A existência feminina dentro dos mais diversos esportes evoluiu de maneira expressiva entre os anos que dividem a proeza de Kathrine e a conquista de Elitelma, contudo, a quebra de preconceitos e paradigmas sociais que tentam limitar a participação de mulheres em práticas esportivas segue sendo uma luta espinhosa.

Leia mais:

Ainda que essas barreiras sejam vencidas cada vez mais ao longo do tempo, no caso de Elitelma dois incômodos são latentes: a hipersexualização do corpo feminino com a cobrança para que ele seja perfeito e, também, o etarismo.

“As pessoas ficam assustadas, escandalizadas, se você (mulher) fizer uma corrida ou pedalar de maiô. A impressão é que você tá se expondo demais ou que não está preocupada com o esporte em si, mas em se mostrar”, expõe a atleta.

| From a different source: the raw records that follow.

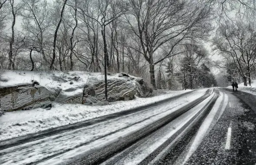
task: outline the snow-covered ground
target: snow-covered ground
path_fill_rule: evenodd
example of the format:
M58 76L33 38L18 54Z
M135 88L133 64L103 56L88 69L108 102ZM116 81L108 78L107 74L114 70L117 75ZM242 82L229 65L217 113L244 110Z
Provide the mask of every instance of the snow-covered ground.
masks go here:
M136 97L134 100L103 106L58 104L48 110L38 108L5 112L0 117L0 141L126 110L190 91L171 91L146 98Z
M114 142L120 138L131 135L137 130L158 121L202 96L206 90L207 89L196 90L188 95L184 96L179 99L173 100L156 107L3 149L0 151L0 155L1 155L0 164L17 165L31 162L37 164L39 162L38 161L42 159L60 154L57 156L47 159L45 161L40 162L39 164L63 164L64 162L72 160L72 158L77 158L81 155L86 154L92 150L101 148ZM212 89L211 92L213 91ZM177 93L176 92L175 94ZM153 99L150 100L151 102L159 99L159 98L163 98L163 97L141 99L141 100ZM199 104L196 108L191 109L190 112L186 113L186 115L183 115L181 118L179 118L181 125L195 115L203 106L203 104L206 103L210 98ZM141 99L136 99L140 100ZM136 100L137 100L134 102L137 101ZM119 104L116 103L116 105L122 102L130 104L133 101L129 102L120 102ZM128 104L126 105L128 106ZM114 105L110 106L112 106ZM120 124L120 123L122 124ZM21 125L21 126L23 125ZM180 126L176 125L173 126L177 126L178 129ZM164 139L162 140L164 140Z
M77 81L73 79L80 78ZM108 79L116 79L118 74L108 76ZM9 86L26 83L31 83L32 80L36 80L39 84L50 91L61 89L65 91L72 88L76 89L72 92L66 92L67 95L75 95L83 92L85 84L95 83L104 80L104 74L100 73L89 73L83 71L24 71L3 70L0 75L0 87ZM70 84L72 82L73 83Z
M232 86L229 86L227 88L232 89ZM243 82L238 84L237 90L256 95L256 80L252 81L251 86L249 86L248 82L247 82L247 86L244 86Z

A fala de Elitelma se alinha ao seu momento atual como triatleta. De forma resumida, o triathlon é o esporte que soma três práticas em uma: natação, atletismo e ciclismo, modalidade que ela treina e compete há seis anos.

O julgamento sobre seu corpo acontece nos momentos em que ela precisa treinar vestindo o mesmo tipo de roupa que utiliza nas competições. O uso é necessário para que ela entenda como que o uniforme vai se comportar durante a competição, se irá incomodar ou machucar.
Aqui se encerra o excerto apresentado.